Here's the wild card: the IRGC could go either direction. They might choose pragmatism—"let's make money, let's have peace"—and negotiate with the West. Or they could double down on anti-American hardline policies and accelerate Iran's nuclear program. These are the same forces that massacred thousands of protesters just weeks ago, yet Trump hopes they'll now work "alongside Iranian patriots."

The Opposition That Isn't

Meanwhile, Iran's organized opposition barely exists. Most dissidents are imprisoned, exiled, or dead. Those who remain often lack legitimacy among Iranians demanding complete regime change, having once worked within the system they now oppose.

Reza Pahlavi, son of Iran's last shah, represents the most visible exile opposition. But he's been outside Iran for nearly 50 years, and his recent strategy of aligning with Trump and intimidating other opposition figures has been "pretty divisive," according to Toosi. U.S. officials don't consider him a serious player, despite his name recognition inside Iran.

"Does that mean he has groups on the ground who can take over institutions? I have not seen any evidence of that," Toosi says.

The Failed State Scenario

This leadership vacuum creates a terrifying possibility: regime collapse without replacement.

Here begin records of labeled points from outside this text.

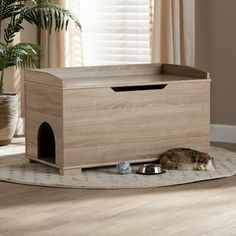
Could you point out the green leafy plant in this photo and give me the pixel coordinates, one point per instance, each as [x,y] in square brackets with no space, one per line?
[44,14]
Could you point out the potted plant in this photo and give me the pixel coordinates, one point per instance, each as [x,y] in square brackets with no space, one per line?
[44,14]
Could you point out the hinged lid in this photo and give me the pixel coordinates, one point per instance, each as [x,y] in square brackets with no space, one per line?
[115,75]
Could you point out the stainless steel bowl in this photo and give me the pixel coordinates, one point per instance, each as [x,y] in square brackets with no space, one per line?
[150,169]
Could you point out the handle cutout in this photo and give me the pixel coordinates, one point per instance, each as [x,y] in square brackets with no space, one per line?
[138,88]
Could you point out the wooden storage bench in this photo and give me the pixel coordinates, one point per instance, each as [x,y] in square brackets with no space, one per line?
[95,116]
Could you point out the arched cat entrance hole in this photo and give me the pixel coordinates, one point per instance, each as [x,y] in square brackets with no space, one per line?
[46,143]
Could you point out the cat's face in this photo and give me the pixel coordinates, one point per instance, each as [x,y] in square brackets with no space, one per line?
[204,163]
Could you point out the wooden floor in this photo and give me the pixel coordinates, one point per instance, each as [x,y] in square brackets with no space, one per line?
[204,208]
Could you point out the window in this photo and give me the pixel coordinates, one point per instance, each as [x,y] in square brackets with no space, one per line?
[114,31]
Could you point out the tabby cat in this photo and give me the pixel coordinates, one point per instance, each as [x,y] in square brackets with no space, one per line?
[186,159]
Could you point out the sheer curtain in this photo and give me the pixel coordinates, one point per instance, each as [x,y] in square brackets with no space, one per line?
[173,34]
[124,31]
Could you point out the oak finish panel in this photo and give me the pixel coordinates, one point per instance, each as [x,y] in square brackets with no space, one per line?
[94,124]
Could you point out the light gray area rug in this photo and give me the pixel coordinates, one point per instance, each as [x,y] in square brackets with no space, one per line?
[14,167]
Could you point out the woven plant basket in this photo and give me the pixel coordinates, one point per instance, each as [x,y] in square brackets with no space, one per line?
[8,117]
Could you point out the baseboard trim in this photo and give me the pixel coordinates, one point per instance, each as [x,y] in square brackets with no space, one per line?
[223,133]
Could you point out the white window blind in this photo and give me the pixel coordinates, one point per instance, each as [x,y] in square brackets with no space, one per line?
[115,31]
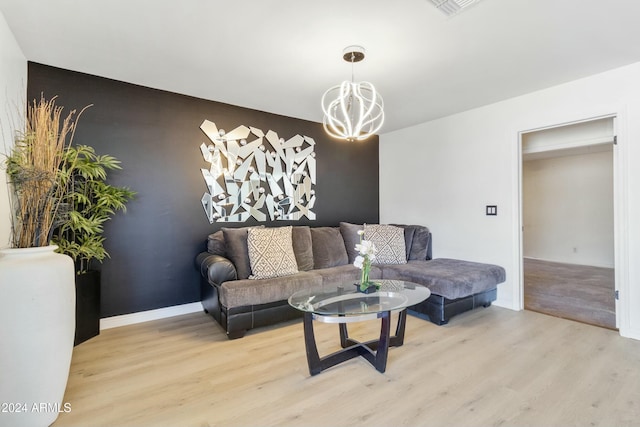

If Iran's 85 million people find themselves in a failed state, the regional implications would dwarf Iraq or Afghanistan's chaos.

Iran is already firing ballistic missiles at Israeli and Gulf state targets, including civilian infrastructure and energy facilities. Arab states may feel compelled to strike back, potentially drawing the entire region into war. "It could spill across borders. It could destabilize a number of places," Toosi warns.

The Long Arc of Regime Change

Yet history offers complicated lessons. Iraq endured 20+ years of post-Saddam chaos but now holds elections and functions as "a somewhat functioning democracy," Toosi notes. "The people there are freer than they were under Saddam Hussein."

The question haunting Washington: Is it worth American lives and treasure to force this transformation? Trump's objectives have shifted from preventing "imminent nuclear attack" to supporting "freedom" for Iranians—a rhetorical evolution that reveals the administration's uncertainty about what victory actually looks like.

The Unintended Consequences

Ironically, the U.S.-Israeli campaign to decapitate Iran's leadership might strengthen the very forces America most fears. The IRGC's economic interests could make them pragmatic negotiators, but their ideological training and recent losses might also push them toward nuclear breakout as the ultimate insurance policy.

"Strange times make for strange bedfellows," Toosi observes. Military officers collecting paychecks might defect to protesters they recently brutalized. But Iran's power structure was built to survive exactly this kind of external pressure—and that resilience might be its most dangerous feature.

This content is AI-generated based on source articles. While we strive for accuracy, errors may occur. We recommend verifying with the original source.